Mulheres saíram à rua em mais de 400 localizações nos Estados Unidos para pedir a não reeleição do atual Presidente.

Alinhadas na Praça da Liberdade na capital americana, vestidas com uma túnica vermelha e chapéu branco, em alusão à série de televisão americana Handmaid"s Tale que aborda uma América despida de direitos humanos e civis femininos, um grupo de mulheres lembra que a ficção pode tornar-se realidade. "Queremos demonstrar o que pode acontecer aos direitos das mulheres se a pessoa errada for eleita", diz uma das mulheres, que não quis revelar a identidade, à TSF. "É importante certificarmo-nos que temos um forte impacto visual para que as pessoas votem para proteger os direitos das mulheres", acrescenta.

Mas a Marcha das Mulheres não se compôs apenas de elementos femininos.
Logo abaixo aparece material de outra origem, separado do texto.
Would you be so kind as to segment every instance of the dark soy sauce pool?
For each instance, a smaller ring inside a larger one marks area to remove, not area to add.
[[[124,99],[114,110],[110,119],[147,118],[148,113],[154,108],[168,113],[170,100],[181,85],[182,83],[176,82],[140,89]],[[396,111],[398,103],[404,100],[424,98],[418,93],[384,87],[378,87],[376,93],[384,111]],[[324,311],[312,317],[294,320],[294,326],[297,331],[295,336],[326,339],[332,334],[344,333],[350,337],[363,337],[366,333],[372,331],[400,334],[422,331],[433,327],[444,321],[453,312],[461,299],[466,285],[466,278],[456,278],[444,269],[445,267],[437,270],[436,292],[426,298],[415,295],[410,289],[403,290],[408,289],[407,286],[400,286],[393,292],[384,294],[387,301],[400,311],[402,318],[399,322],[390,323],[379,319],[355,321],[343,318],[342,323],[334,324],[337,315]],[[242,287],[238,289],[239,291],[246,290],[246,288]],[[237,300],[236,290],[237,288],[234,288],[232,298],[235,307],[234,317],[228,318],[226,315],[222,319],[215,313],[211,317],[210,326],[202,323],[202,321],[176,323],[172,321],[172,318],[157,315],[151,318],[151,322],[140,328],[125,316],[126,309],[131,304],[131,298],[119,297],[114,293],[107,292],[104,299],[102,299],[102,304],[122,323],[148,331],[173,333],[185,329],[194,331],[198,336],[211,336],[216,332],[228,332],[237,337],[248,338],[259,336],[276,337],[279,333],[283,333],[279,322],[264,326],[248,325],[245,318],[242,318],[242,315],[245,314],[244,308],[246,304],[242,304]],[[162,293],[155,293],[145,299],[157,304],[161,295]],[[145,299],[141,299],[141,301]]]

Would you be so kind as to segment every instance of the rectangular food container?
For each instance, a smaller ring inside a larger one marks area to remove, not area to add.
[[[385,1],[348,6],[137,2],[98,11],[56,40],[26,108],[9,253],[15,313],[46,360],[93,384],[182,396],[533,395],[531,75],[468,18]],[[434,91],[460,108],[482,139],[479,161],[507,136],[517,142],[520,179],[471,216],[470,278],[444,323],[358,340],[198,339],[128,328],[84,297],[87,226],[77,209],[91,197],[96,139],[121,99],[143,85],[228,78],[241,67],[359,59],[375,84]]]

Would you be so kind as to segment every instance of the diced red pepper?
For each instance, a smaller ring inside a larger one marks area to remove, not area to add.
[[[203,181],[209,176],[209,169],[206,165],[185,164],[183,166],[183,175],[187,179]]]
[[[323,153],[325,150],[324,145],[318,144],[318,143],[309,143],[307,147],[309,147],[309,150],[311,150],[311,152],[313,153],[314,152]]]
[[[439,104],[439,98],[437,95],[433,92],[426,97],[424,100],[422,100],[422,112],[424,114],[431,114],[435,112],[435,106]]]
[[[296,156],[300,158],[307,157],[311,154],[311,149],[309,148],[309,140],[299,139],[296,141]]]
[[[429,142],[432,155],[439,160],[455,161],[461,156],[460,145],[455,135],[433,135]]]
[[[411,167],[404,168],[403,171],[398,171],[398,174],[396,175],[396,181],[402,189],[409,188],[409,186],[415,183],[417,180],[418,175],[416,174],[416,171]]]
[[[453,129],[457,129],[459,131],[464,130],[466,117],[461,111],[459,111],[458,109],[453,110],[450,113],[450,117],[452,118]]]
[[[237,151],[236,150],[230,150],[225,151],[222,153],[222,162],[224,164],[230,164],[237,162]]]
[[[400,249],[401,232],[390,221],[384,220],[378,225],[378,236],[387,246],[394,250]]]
Mulheres, homens e crianças saíram à rua na capital dos Estados Unidos e em mais de 400 localizações em todo o país, vestidos com togas, erguendo inúmeros cartazes.

A favor da lei do aborto e acesso aos cuidados de saúde, contra a nomeação de Amy Coney Barrett para o Tribunal Superior (a votação no Senado acontece no dia 22 de Outubro) e, sobretudo, a reeleição de Donald Trump que consideram ser um ataque à defesa do direito das mulheres. "As pessoas têm de votar. Temos de votar para retirar Trump e Pence. Estamos a manifestar-nos para projetarmos para o mundo o que acontece aqui."

"Não sou cidadã Americana, mas vivi neste país 60 anos. Eu vivi os anos 60 e todas as manifestações dessa década, Vietname, direitos civis e não posso crer que continuo a lutar a mesma luta. Eu voei propositadamente da Escócia para esta marcha, porque não quero ver os meus sonhos serem destruídos", conta uma das mulheres entre a longa língua de manifestantes frente ao capitólio.

Alguns membros de organizações pró-vida juntaram-se frente ao Tribunal Superior. Em resposta, os manifestantes da Marcha das Mulheres gritaram o nome de Ruth Bader Ginsburg, a reconhecida juíza que dedicou a sua vida à defesa dos direitos das mulheres. RGB, como ficou conhecida, morreu no dia 18 de setembro. Antes de falecer, Ruth Bader Ginsburg pediu que a sua posição no Tribunal Superior fosse preenchida apenas após as eleições de novembro.

De acordo com a organização, a Marcha das Mulheres reuniu em Washington DC entre cinco a oito mil pessoas.

A primeira Marcha das Mulheres ocorreu em janeiro de 2017, um dia depois da tomada de posse de Donald Trump. Cerca de três milhões de pessoas em todo o país participaram no protesto após a eleição do presidente americano. A Marcha ficou registada na História dos Estados Unidos como uma das maiores manifestações de sempre.